Saturday, April 14, 2012

Networked Futures in Busan

From Wikimedia Commons, courtesy Michiel1972





















In a sociological tradition stretching back to Durkheim, the city represents the apogee of alienated life, with residents adopting a variety of strategies to cope with their anonymity and to preserve their privacy amidst multitudes of other residents. Especially important are techniques for managing contact in public transportation—trains, buses and subways—where interactions are simultaneously intimate and anonymous. Those strategies include ways of looking, but also a variety of technologies that urban-dwellers adopt to avoid contact with others: newspapers, books, and, in more recent decades, a variety of technological devices, including MP3 players and smartphones.

But while analysis of these techniques and technologies has revolved around avoiding contact, it may be more useful to think of them as techniques for relating to the anonymous city—for initiating contact through differentiated interactions. All of these technologies, including subways, books, buses and smartphones, can be said to enable a certain construction of place: a networked knowledge of the city that connects to people and space in particular ways. As we become more urban, these technologies are quite likely to increase.  The future, then, may bring new excesses of anomie, but it will also result in new ways of networking to place and people.

This is certainly the case with Korea’s largest city (Seoul) and its second-largest (Busan), both with highly-developed subway systems and ubiquitous computing infrastructures that ensure that residents will never spend an instant unplugged from various social networks, even as they navigate complex, transportation networks above and below ground. Living in the city means initiating and managing relationships in time and space while in constant motion. Some analysis has suggested a “bang” (room) culture that constructs a variety of “third spaces” between home, work and school, but the ubiquity of online social networks means that these liminal spaces can also be mobile--appended to the cityscape during the course of everyday perambulation. 
 
This is particularly evident in the profusion of social networking software and social apps available for smartphones, including ones available for setting up bling dates  (소개팅)and managing appointments, locative mobile social networking (LMSN) utilizing GPS in order to pinpoint friends and potential contacts amidst an urban scape, as well as locational games that overlay the Korean city with digital game networks. These can mean novel ways of associating, and even new forms of politics. For example, the candlelight vigils following the liberalization of beef imports in 2008 have been seen as a watershed in Korean politics because they involved a preponderance of school-aged girls, and because they were organized through online social networking.

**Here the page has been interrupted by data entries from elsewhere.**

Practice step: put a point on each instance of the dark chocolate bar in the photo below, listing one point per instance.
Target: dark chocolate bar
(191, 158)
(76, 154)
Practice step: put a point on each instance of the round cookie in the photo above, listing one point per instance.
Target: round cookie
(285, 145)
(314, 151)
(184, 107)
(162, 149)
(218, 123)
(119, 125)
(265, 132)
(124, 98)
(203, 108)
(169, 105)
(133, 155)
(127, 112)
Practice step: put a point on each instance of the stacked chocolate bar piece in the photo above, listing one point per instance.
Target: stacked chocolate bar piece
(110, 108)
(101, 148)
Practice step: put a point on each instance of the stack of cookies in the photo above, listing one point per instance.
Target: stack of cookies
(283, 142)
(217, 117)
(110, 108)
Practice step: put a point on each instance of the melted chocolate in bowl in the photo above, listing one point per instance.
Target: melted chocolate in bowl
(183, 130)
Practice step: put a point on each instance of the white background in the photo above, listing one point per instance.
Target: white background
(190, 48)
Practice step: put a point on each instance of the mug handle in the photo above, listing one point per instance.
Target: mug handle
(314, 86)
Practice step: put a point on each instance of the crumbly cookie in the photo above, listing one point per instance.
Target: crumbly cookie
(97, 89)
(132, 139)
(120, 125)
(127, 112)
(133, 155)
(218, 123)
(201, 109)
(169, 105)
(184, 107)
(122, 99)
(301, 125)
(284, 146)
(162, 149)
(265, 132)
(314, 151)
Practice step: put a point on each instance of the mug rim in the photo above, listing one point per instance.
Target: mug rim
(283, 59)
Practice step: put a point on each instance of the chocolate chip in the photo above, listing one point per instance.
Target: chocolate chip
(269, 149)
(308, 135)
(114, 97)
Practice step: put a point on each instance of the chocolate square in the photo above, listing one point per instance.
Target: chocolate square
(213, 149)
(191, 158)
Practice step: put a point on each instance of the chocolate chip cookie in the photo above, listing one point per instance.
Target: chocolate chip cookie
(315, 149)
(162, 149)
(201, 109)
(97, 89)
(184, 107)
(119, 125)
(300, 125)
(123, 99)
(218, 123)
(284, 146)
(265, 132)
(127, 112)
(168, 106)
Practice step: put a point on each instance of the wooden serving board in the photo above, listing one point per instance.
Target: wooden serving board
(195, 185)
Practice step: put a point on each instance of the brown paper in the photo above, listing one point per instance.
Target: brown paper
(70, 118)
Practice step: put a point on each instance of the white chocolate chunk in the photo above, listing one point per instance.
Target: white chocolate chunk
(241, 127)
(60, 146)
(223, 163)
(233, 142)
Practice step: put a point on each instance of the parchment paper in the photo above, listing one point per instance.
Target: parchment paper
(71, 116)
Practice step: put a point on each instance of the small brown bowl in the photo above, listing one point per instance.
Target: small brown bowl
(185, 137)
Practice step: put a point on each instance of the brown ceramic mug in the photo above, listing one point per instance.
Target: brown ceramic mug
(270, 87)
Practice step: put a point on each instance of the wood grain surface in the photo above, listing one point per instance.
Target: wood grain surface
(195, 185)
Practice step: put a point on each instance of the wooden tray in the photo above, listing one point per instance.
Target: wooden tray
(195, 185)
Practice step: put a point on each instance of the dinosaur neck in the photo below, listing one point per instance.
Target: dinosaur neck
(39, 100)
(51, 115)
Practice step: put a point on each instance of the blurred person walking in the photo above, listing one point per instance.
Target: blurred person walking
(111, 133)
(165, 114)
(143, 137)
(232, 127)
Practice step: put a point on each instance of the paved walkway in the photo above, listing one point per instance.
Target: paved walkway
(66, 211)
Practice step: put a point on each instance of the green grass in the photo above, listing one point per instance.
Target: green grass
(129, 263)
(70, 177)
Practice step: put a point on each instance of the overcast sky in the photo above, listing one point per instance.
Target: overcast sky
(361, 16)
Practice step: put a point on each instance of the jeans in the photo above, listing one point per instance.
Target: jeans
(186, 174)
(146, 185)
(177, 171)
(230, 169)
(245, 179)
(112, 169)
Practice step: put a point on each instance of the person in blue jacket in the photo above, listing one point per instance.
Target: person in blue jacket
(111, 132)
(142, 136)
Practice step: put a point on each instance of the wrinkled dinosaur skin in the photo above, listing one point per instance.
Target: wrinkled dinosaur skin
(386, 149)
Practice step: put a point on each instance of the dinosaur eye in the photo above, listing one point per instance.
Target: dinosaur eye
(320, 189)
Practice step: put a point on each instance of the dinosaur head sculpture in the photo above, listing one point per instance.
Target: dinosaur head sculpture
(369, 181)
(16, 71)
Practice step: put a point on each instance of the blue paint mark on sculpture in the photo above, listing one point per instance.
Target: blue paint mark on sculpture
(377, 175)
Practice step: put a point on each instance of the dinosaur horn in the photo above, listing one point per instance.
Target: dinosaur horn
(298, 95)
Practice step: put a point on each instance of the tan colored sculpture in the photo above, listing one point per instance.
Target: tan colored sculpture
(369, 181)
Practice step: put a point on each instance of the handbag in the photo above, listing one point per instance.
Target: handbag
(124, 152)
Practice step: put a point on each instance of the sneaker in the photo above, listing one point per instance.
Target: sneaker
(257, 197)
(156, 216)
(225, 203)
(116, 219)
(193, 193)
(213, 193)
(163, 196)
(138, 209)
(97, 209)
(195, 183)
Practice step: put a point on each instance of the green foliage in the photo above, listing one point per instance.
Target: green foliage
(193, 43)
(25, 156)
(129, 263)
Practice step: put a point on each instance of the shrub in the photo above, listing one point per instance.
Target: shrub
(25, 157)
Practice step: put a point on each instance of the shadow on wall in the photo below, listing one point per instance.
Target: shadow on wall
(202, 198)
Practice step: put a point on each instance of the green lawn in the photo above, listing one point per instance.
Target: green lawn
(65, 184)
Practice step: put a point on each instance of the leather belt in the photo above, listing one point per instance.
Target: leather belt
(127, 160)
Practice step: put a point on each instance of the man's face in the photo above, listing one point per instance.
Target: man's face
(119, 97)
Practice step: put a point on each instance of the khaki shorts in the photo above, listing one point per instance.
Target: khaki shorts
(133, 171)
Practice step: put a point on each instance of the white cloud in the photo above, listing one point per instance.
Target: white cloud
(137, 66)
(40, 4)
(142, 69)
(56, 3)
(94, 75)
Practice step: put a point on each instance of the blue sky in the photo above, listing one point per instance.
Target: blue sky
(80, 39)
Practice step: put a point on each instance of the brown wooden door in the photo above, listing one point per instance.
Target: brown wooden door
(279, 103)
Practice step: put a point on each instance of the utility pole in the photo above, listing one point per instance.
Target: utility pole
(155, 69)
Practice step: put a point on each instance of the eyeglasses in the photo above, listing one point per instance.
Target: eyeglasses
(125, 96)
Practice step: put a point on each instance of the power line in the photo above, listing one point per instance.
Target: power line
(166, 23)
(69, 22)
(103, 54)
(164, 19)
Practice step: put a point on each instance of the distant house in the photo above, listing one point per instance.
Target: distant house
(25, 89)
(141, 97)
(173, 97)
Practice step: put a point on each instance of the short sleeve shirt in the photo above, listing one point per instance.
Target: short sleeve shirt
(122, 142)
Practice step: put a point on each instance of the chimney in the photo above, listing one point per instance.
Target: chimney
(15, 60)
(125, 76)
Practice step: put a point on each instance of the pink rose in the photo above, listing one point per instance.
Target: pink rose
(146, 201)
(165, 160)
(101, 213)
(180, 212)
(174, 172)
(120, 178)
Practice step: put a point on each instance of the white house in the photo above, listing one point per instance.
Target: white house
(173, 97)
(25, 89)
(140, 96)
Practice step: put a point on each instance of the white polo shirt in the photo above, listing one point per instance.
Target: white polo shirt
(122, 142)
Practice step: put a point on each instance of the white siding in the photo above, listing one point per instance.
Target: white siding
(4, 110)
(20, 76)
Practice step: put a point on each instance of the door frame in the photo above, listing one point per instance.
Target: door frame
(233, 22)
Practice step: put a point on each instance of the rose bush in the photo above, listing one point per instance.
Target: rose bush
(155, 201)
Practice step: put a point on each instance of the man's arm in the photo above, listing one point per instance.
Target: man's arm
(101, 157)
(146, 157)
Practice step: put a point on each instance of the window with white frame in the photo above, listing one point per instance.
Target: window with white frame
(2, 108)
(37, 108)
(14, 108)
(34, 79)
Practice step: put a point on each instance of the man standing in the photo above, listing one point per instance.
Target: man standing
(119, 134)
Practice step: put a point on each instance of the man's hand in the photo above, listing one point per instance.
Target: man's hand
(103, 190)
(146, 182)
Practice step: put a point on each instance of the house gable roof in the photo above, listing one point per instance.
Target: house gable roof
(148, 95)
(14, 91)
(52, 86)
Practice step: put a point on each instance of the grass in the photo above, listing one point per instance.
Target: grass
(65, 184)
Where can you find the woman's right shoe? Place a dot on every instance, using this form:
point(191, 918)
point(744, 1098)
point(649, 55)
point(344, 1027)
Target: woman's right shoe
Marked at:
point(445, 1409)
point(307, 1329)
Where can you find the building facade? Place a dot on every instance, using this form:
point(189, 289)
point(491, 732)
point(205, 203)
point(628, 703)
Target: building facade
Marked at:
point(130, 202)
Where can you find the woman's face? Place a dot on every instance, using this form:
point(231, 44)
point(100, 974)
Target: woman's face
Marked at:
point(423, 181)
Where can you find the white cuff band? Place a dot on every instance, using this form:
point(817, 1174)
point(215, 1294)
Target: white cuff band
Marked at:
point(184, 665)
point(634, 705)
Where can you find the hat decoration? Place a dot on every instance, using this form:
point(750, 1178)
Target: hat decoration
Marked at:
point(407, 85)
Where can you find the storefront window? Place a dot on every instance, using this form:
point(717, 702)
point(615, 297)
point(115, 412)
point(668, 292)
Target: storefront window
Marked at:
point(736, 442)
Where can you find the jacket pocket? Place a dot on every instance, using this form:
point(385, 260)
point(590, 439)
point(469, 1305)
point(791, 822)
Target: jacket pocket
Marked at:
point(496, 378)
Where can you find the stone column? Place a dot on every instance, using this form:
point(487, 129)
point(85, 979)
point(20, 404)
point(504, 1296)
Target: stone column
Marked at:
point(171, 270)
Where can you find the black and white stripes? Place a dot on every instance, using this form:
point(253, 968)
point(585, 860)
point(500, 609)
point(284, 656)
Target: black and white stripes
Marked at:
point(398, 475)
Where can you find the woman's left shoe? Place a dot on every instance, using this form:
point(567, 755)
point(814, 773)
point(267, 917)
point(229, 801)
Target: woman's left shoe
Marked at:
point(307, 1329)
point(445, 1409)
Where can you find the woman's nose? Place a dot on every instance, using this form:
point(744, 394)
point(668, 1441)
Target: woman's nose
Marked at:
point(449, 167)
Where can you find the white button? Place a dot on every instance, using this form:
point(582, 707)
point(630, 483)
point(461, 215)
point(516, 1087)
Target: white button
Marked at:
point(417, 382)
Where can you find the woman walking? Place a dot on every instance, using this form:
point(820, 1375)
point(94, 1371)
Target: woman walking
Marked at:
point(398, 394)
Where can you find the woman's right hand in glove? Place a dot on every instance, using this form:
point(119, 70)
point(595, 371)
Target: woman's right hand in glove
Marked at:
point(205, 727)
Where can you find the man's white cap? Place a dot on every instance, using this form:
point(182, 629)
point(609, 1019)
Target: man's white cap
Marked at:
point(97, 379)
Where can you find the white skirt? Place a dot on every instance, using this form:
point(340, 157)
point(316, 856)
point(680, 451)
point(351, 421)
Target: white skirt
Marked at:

Ultimately, this may say something about the development of urban living as not only a contemporary phenomenon, but as a bellwether for urban futures around the world. However, the profusion of applications and the near-universality of the hand-set in Korean life don’t necessarily signal a “break” with the past and the emergence of a new way of urban living. Rather, the focus on the network discloses the networked character of the city, as shifting assemblages of connected urban systems rather than as a static tableau of spaces. Life networked to the city through the smartphone doesn’t so much initiate new forms of living as re-invent the urban as the elaboration of networked technologies—as the creation of new lines of flight focused on transportation and communication technologies. 
 
This has important consequences for the study of the future. First, the profusion of smartphone applications and social networking suggests an immanent social critique—the projection of a utopian ideal over the grit of the real city. That is, the popularity of these forms of networked socialites suggests the production of multiple “invisible cities” over the existing one, the analysis of which may suggest the direction of urban futures. Second, although the Korean city construed as an assemblage of transportation and communication suggests ways of living and interacting that may be particularly Korean, it also signals urban futures for other parts of the world where these systems are not yet as developed, including urban spaces in the United States where IT infrastructures have not yet reached the level of integration of Korean cities.